Het besluit van de Minister van Verkeer en Waterstaat van 18 mei 1993, nr. DGSM/J 30.876/93 houdende vaststelling diepgang of scheepslengte verbonden aan gedeelte van vaarweg (Stcrt. 98) en het Besluit aanwijzing bovenmaatse schepen worden ingetrokken.

Artikel 3

Deze regeling treedt in werking op het tijdstip waarop het Besluit van 20 september 2010, houdende vaststelling van een aantal wijzigingen van het Vaststellingsbesluit Binnenvaartpolitiereglement, het Besluit Rijnvaartpolitiereglement 1995, het Scheepvaartreglement Westerschelde 1990, het Scheepvaartreglement voor het Kanaal van Gent naar Terneuzen, het Scheepvaartreglement territoriale zee, het Besluit verkeersinformatie en verkeersaanwijzingen scheepvaartverkeer, het Besluit administratieve bepalingen scheepvaartverkeer, het Besluit houdende het van toepassing verklaren van de Internationale Bepalingen ter voorkoming van aanvaringen op zee, 1972, het Scheepvaartreglement Eemsmonding en het Besluit statistische gegevens scheepvaartverkeer (Stb. 748) in werking treedt.

Artikel 4

Deze regeling wordt aangehaald als: Regeling aanwijzing bovenmaatse schepen 2011.

Deze regeling zal met de toelichting in de Staatscourant worden geplaatst.

De Minister van Infrastructuur en Milieu,

M.H. Schultz van Haegen-Maas Geesteranus.

TOELICHTING

In de artikelen 4, derde lid, van het Vaststellingsbesluit Binnenvaartpolitiereglement en 1.01, onderdeel A 8°, van het Binnenvaartpolitiereglement (BPR) wordt geregeld dat een bovenmaats schip een schip is dat behoort tot een daartoe door de bevoegde autoriteit aangewezen categorie van schepen, dat in zijn manoeuvreerbaarheid is beperkt doordat het ten gevolge van zijn diepgang of zijn lengte gebonden is aan een bepaald gedeelte van de vaarweg.

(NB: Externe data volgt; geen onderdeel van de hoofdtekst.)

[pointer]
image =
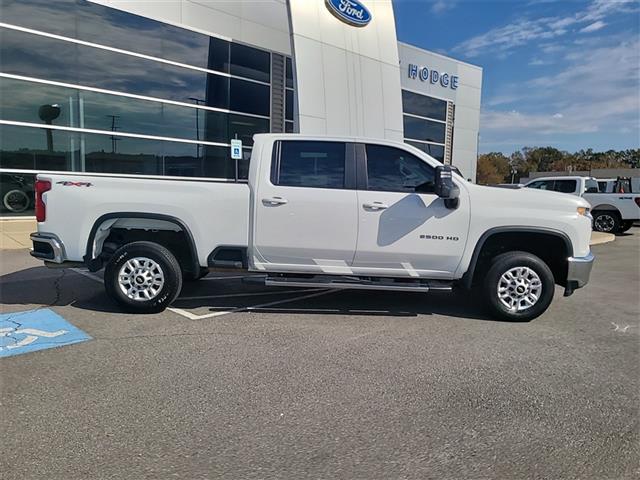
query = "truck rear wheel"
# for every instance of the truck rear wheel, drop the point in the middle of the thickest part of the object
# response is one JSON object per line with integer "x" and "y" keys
{"x": 143, "y": 277}
{"x": 518, "y": 286}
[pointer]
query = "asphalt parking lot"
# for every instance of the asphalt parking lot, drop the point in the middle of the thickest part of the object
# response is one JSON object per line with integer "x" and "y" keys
{"x": 241, "y": 381}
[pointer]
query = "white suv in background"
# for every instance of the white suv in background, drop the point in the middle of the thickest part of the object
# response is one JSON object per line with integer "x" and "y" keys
{"x": 612, "y": 212}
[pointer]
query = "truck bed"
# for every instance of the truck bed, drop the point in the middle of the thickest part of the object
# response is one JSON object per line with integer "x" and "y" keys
{"x": 202, "y": 205}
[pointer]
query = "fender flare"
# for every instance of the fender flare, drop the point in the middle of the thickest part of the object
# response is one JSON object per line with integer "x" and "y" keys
{"x": 95, "y": 264}
{"x": 467, "y": 278}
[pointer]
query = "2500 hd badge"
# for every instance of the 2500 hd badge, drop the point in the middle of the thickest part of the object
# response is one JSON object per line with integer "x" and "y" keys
{"x": 439, "y": 237}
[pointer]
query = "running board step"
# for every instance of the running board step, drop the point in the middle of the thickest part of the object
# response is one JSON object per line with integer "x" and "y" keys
{"x": 439, "y": 286}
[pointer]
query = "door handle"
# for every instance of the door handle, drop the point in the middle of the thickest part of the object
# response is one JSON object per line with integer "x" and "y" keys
{"x": 375, "y": 206}
{"x": 274, "y": 201}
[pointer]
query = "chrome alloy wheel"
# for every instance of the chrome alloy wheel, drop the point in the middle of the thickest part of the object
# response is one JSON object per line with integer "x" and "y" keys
{"x": 604, "y": 223}
{"x": 519, "y": 289}
{"x": 141, "y": 279}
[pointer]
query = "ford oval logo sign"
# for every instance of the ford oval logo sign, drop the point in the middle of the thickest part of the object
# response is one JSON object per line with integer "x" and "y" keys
{"x": 352, "y": 12}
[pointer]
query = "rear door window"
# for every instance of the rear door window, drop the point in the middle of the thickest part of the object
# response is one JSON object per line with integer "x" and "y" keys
{"x": 541, "y": 185}
{"x": 391, "y": 169}
{"x": 311, "y": 164}
{"x": 565, "y": 186}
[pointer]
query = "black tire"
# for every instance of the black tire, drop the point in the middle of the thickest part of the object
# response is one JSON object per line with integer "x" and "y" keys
{"x": 625, "y": 225}
{"x": 606, "y": 221}
{"x": 509, "y": 262}
{"x": 190, "y": 277}
{"x": 166, "y": 266}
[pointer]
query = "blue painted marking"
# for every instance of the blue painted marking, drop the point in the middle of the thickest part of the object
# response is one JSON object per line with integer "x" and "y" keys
{"x": 24, "y": 332}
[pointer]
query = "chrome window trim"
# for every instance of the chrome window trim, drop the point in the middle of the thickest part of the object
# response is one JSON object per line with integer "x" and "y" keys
{"x": 425, "y": 142}
{"x": 424, "y": 118}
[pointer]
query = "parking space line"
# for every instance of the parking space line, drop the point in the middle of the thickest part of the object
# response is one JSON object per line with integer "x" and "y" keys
{"x": 232, "y": 277}
{"x": 252, "y": 294}
{"x": 90, "y": 275}
{"x": 192, "y": 316}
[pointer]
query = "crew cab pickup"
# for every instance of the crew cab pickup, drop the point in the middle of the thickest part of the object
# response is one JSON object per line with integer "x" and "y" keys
{"x": 612, "y": 212}
{"x": 344, "y": 213}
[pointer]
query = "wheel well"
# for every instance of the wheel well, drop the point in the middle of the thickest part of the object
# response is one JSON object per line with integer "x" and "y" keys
{"x": 111, "y": 232}
{"x": 553, "y": 249}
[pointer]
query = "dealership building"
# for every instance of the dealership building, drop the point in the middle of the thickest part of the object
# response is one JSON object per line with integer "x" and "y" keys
{"x": 143, "y": 87}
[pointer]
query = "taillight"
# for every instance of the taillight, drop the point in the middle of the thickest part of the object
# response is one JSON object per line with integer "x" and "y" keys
{"x": 41, "y": 209}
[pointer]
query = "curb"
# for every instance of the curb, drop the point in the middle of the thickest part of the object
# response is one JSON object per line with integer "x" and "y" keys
{"x": 598, "y": 238}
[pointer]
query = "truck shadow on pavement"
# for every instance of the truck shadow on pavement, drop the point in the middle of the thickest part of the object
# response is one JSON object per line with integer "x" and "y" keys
{"x": 39, "y": 286}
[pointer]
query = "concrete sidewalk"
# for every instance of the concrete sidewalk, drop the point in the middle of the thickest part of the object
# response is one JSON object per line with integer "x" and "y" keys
{"x": 14, "y": 233}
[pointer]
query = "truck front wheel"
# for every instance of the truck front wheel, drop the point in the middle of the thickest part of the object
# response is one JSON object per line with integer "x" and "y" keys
{"x": 143, "y": 277}
{"x": 518, "y": 286}
{"x": 606, "y": 221}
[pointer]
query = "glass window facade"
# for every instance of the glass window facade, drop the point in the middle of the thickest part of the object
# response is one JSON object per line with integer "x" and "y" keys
{"x": 425, "y": 123}
{"x": 424, "y": 106}
{"x": 219, "y": 90}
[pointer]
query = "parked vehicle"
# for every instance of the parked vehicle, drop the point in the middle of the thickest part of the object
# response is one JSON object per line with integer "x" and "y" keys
{"x": 322, "y": 212}
{"x": 612, "y": 212}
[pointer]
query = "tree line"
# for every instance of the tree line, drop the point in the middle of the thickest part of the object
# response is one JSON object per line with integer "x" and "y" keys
{"x": 496, "y": 167}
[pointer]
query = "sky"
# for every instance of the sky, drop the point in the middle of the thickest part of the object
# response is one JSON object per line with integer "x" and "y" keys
{"x": 555, "y": 73}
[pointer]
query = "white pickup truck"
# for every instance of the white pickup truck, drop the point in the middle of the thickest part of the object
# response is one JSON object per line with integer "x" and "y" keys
{"x": 343, "y": 213}
{"x": 612, "y": 212}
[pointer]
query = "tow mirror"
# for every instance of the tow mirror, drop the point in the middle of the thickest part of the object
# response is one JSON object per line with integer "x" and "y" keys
{"x": 445, "y": 186}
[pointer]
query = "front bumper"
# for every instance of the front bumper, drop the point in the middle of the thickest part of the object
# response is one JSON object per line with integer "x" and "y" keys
{"x": 578, "y": 272}
{"x": 47, "y": 247}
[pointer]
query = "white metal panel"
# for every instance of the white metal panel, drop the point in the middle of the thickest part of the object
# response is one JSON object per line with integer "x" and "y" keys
{"x": 334, "y": 65}
{"x": 311, "y": 81}
{"x": 371, "y": 92}
{"x": 467, "y": 117}
{"x": 312, "y": 25}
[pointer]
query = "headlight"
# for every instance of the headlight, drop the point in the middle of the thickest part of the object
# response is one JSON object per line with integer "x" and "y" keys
{"x": 584, "y": 211}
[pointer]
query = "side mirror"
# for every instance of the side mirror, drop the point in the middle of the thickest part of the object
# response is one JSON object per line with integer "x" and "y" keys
{"x": 445, "y": 186}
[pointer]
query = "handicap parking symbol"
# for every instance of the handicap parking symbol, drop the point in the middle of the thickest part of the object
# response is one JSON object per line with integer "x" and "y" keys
{"x": 24, "y": 332}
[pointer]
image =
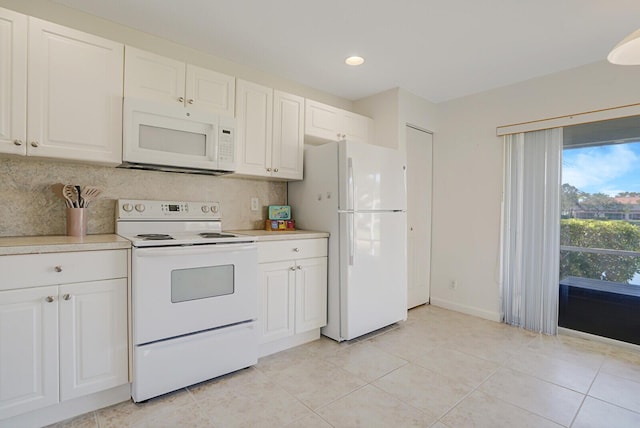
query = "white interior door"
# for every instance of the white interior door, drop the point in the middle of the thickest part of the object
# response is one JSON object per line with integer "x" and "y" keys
{"x": 419, "y": 182}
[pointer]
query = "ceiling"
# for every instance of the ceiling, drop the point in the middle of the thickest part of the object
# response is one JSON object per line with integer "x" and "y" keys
{"x": 437, "y": 49}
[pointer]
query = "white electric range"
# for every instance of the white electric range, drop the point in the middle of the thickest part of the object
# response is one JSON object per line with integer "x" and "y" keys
{"x": 194, "y": 294}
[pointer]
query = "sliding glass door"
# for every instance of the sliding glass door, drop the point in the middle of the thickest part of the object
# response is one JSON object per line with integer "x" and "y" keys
{"x": 600, "y": 229}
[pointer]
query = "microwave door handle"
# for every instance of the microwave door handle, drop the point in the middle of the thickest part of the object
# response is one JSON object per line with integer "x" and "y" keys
{"x": 191, "y": 251}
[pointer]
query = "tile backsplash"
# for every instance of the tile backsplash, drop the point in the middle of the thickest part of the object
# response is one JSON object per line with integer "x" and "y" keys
{"x": 28, "y": 207}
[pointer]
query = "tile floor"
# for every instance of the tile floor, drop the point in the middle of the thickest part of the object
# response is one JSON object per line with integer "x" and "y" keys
{"x": 439, "y": 369}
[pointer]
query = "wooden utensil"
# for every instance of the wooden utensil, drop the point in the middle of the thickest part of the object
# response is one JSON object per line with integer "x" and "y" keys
{"x": 58, "y": 190}
{"x": 89, "y": 193}
{"x": 71, "y": 193}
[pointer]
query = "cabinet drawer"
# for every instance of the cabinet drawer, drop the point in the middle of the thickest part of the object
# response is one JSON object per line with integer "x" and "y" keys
{"x": 32, "y": 270}
{"x": 291, "y": 249}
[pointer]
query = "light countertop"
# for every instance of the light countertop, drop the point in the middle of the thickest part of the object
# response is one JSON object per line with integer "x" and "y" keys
{"x": 268, "y": 235}
{"x": 60, "y": 243}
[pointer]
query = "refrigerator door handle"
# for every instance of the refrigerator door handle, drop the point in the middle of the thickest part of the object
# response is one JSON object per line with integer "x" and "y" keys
{"x": 352, "y": 186}
{"x": 352, "y": 238}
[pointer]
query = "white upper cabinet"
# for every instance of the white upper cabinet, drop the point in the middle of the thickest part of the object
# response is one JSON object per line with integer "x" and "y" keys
{"x": 13, "y": 82}
{"x": 288, "y": 136}
{"x": 254, "y": 116}
{"x": 158, "y": 78}
{"x": 270, "y": 132}
{"x": 325, "y": 123}
{"x": 74, "y": 103}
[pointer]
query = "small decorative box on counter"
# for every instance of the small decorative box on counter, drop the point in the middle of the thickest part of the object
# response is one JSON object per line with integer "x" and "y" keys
{"x": 280, "y": 225}
{"x": 279, "y": 212}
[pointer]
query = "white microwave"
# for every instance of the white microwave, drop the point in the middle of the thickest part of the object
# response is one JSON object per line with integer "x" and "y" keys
{"x": 177, "y": 139}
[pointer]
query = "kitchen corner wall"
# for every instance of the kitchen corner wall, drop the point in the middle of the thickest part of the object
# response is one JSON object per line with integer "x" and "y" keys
{"x": 29, "y": 207}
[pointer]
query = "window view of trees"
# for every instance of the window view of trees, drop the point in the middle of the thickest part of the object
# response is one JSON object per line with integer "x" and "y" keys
{"x": 600, "y": 231}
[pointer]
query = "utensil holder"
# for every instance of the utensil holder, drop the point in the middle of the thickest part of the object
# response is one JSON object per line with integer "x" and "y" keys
{"x": 76, "y": 221}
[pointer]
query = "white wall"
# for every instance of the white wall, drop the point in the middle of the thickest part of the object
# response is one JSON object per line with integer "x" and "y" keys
{"x": 392, "y": 110}
{"x": 383, "y": 109}
{"x": 468, "y": 172}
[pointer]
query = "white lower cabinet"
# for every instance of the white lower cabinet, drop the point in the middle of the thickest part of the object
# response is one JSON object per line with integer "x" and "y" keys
{"x": 93, "y": 337}
{"x": 28, "y": 350}
{"x": 292, "y": 292}
{"x": 61, "y": 341}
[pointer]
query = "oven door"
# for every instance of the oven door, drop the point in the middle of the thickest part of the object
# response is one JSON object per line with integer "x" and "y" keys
{"x": 183, "y": 290}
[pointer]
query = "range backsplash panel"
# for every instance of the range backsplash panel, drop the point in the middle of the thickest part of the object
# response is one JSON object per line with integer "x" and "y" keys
{"x": 28, "y": 207}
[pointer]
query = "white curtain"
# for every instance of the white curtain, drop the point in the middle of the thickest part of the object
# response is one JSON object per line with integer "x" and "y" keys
{"x": 531, "y": 230}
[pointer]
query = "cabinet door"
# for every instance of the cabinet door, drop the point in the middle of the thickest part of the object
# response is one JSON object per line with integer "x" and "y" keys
{"x": 28, "y": 350}
{"x": 74, "y": 108}
{"x": 277, "y": 301}
{"x": 321, "y": 121}
{"x": 13, "y": 82}
{"x": 288, "y": 136}
{"x": 210, "y": 91}
{"x": 355, "y": 127}
{"x": 254, "y": 112}
{"x": 153, "y": 77}
{"x": 311, "y": 294}
{"x": 93, "y": 337}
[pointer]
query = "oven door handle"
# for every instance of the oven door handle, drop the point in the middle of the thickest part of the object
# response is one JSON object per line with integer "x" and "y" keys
{"x": 190, "y": 251}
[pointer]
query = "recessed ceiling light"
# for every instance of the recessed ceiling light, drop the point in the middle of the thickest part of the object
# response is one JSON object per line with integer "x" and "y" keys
{"x": 354, "y": 60}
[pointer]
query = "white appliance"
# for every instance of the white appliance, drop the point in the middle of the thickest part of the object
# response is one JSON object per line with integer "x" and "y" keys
{"x": 173, "y": 138}
{"x": 193, "y": 295}
{"x": 357, "y": 193}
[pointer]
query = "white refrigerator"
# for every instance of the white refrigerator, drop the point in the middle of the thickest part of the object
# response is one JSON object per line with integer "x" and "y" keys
{"x": 357, "y": 193}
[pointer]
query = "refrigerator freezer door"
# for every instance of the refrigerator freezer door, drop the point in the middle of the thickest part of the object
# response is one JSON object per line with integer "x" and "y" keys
{"x": 373, "y": 283}
{"x": 371, "y": 177}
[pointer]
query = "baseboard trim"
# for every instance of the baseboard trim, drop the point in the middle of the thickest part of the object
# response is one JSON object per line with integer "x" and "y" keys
{"x": 70, "y": 408}
{"x": 469, "y": 310}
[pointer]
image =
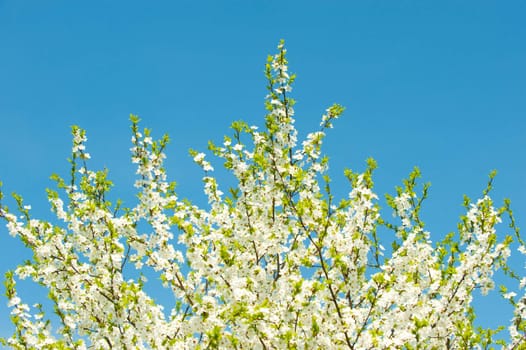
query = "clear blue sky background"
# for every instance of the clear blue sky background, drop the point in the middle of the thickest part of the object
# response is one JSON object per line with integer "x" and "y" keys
{"x": 441, "y": 85}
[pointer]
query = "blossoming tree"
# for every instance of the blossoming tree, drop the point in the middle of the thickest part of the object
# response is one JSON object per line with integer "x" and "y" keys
{"x": 274, "y": 263}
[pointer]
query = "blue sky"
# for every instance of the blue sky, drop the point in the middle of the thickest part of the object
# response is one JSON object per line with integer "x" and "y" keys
{"x": 440, "y": 85}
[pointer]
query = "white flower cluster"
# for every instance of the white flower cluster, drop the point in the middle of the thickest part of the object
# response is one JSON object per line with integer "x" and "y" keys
{"x": 276, "y": 264}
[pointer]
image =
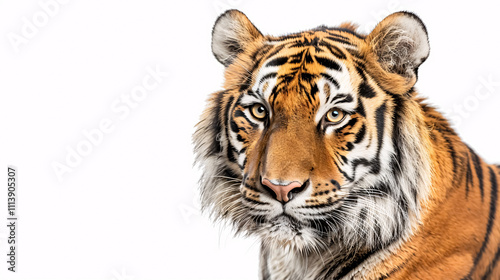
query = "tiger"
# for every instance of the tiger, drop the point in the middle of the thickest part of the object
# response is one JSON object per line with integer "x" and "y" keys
{"x": 320, "y": 146}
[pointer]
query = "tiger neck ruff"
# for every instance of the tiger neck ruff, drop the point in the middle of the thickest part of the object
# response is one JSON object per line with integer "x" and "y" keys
{"x": 320, "y": 146}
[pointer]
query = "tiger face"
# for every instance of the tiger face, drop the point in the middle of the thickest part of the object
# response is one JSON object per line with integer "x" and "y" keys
{"x": 316, "y": 140}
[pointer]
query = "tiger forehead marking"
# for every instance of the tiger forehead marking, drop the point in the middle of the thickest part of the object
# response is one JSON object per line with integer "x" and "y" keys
{"x": 320, "y": 146}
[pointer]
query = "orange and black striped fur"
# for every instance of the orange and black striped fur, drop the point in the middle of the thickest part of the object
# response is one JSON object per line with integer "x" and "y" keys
{"x": 320, "y": 145}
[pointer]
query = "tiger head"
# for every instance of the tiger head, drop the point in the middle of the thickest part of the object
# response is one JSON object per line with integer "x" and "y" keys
{"x": 317, "y": 138}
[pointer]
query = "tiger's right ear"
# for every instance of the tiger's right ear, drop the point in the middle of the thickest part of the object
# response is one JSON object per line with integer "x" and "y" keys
{"x": 232, "y": 33}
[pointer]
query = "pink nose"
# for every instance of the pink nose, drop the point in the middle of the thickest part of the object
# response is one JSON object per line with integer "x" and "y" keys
{"x": 281, "y": 191}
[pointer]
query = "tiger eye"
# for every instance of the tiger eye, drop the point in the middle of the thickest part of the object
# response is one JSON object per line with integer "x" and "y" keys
{"x": 335, "y": 116}
{"x": 259, "y": 111}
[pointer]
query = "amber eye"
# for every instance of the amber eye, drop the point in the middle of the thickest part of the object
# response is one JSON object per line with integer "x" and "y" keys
{"x": 258, "y": 111}
{"x": 335, "y": 116}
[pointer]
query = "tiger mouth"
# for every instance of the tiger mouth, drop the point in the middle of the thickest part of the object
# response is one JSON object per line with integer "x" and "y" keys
{"x": 285, "y": 222}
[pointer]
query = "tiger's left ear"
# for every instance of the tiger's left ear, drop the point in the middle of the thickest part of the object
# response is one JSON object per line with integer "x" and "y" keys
{"x": 232, "y": 34}
{"x": 395, "y": 49}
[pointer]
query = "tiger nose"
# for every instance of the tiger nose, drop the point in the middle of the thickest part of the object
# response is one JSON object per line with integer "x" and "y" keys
{"x": 284, "y": 192}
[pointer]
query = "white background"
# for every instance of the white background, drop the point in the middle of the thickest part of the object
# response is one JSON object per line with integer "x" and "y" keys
{"x": 128, "y": 210}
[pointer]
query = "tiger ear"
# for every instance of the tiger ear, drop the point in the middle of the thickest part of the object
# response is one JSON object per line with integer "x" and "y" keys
{"x": 399, "y": 44}
{"x": 232, "y": 33}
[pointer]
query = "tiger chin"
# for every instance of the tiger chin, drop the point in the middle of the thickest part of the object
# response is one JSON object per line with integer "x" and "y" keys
{"x": 320, "y": 145}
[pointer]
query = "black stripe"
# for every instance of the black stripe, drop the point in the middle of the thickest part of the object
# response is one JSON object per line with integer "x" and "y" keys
{"x": 491, "y": 220}
{"x": 333, "y": 50}
{"x": 277, "y": 61}
{"x": 267, "y": 76}
{"x": 492, "y": 265}
{"x": 479, "y": 171}
{"x": 328, "y": 63}
{"x": 215, "y": 125}
{"x": 365, "y": 90}
{"x": 360, "y": 135}
{"x": 331, "y": 80}
{"x": 338, "y": 40}
{"x": 229, "y": 148}
{"x": 344, "y": 98}
{"x": 468, "y": 177}
{"x": 453, "y": 154}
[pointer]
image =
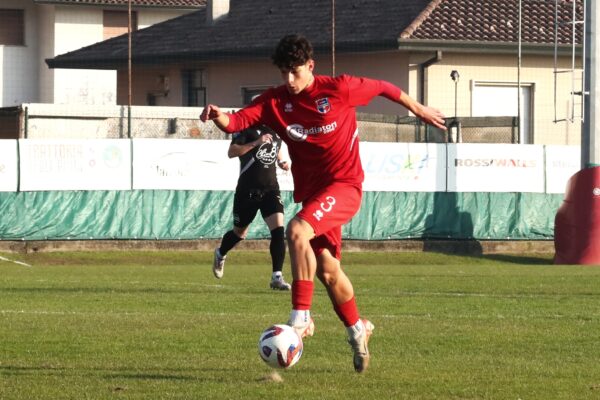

Het onderhavige besluit voorziet in deze aanwijzing, welke thans een actualisatie is van de aanwijzing zoals deze voortvloeide uit het besluit van de Minister van Verkeer en Waterstaat van 18 mei 1993, nr. DGSM/J 30.876/93 houdende vaststelling diepgang of scheepslengte verbonden aan gedeelte van vaarweg (Stcrt. 98) en het Besluit aanwijzing bovenmaatse schepen. Daarmee komen tevens deze twee laatste besluiten te vervallen.

Aan deze regeling zijn geen administratieve lasten voor de burger of het bedrijfsleven verbonden. Derhalve is het concept van deze regeling niet aan het Adviescollege toetsing administratieve lasten (Actal) voorgelegd.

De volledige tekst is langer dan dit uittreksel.